Изменить размер шрифта - +
Дух говорил непонятным, мистическим языком, ибо нельзя уже было говорить в понятных словах о том, понимание чего запрещалось.

А что касается примера рейнской литературы, — этот пример, на самом деле, имеет довольно близкое отношение к рейнскому ландтагу, — то можно было бы обойти с фонарём Диогена в руках все пять правительственных округов и нигде не встретить «подлинного человека». Мы это отнюдь не считаем недостатком Рейнской провинции, а скорее доказательством её практически-политического смысла. Рейнская провинция может создать «свободную печать»), но для «несвободной» ей не хватает ни ловкости, ни иллюзий.

Только что истекший литературный период, который мы можем назвать «литературным периодом строгой цензуры», служит, таким образом, очевидным, историческим доказательством того, что цензура, несомненно, нанесла жестокий и непростительный ущерб развитию немецкого духа и что она ни в коем случае не предназначена быть magister bonarum artium, как это кажется оратору. Или, может быть, под «благородной, истинной прессой» следует понимать такую, которая с благопристойным видом носит свои цепи?

Если оратор «позволяет себе напомнить известную поговорку о мизинце и всей руке», то мы, наоборот, позволим себе спросить: не соответствует ли более всего достоинству правительства протянуть духу своего народа не одну только руку, а сразу обе руки?

Наш оратор, как мы видели, с небрежной важностью, с дипломатической трезвостью устранил вопрос об отношении цензуры к духовному развитию. Ещё решительнее он проявляет отрицательные стороны своего сословия в своих нападках на исторически сложившиеся формы свободы печати.

Что касается-де существования свободы печати у других народов, то

«Англия не может служить примером, так как в течение целых столетий там исторически складывались такие условия, которые не могли бы быть созданы искусственно при помощи теорий ни в какой другой стране, но которые находят своё обоснование в своеобразном положении Англии». «В Голландии свобода печати не сумела предохранить от бремени государственного долга и в значительной степени содействовала возникновению революции, результатом которой было отпадение половины территории».

Мы пока умалчиваем о Франции, чтобы вернуться к ней после.

«Наконец, находим ли мы в Швейцарии осчастливленное свободой печати Эльдорадо? Разве мы не вспоминаем с отвращением грубые споры между партиями, наполнявшие газетные страницы, когда партии, в верном сознании своего ничтожного человеческого достоинства, различались по названиям частей животного организма — рогатые, копытные — и своей плоской руганью вызывали презрение у всех соседей!»

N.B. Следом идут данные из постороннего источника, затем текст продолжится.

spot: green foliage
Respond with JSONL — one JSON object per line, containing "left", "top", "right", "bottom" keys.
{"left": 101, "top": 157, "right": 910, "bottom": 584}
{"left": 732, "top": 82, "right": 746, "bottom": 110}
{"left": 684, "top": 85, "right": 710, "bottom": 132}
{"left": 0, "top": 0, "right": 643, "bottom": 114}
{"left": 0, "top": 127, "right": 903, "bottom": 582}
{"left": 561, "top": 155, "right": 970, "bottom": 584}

Английская печать не является-де доводом в пользу свободы печати вообще, потому что она покоится на исторических основах. Печать в Англии имеет заслуги лишь потому, что она развилась исторически, а не в качестве печати вообще, так как последняя-де должна была бы развиться без исторических основ. Выходит, что это — заслуга истории, а не печати. Как будто печать не составляет также часть истории, как будто английской печати не приходилось при Генрихе VIII, Марии Католичке, Елизавете и Якове выдерживать жестокую и подчас варварскую борьбу, чтобы добыть английскому народу его исторические основы!

И разве не говорит это, наоборот, в пользу свободы печати, если английская печать, при наибольшей свободе, не подействовала разрушительно на исторические основы? Но оратор не отличается последовательностью.

Английская печать не является доводом в пользу печати вообще, потому что она — английская. Голландская печать является доводом против печати вообще, хотя она — только голландская. То все преимущества печати приписываются историческим основам, то все недостатки исторических основ приписываются печати. То печать не имеет своей доли участия в историческом прогрессе, то история не имеет своей доли участия в недостатках печати.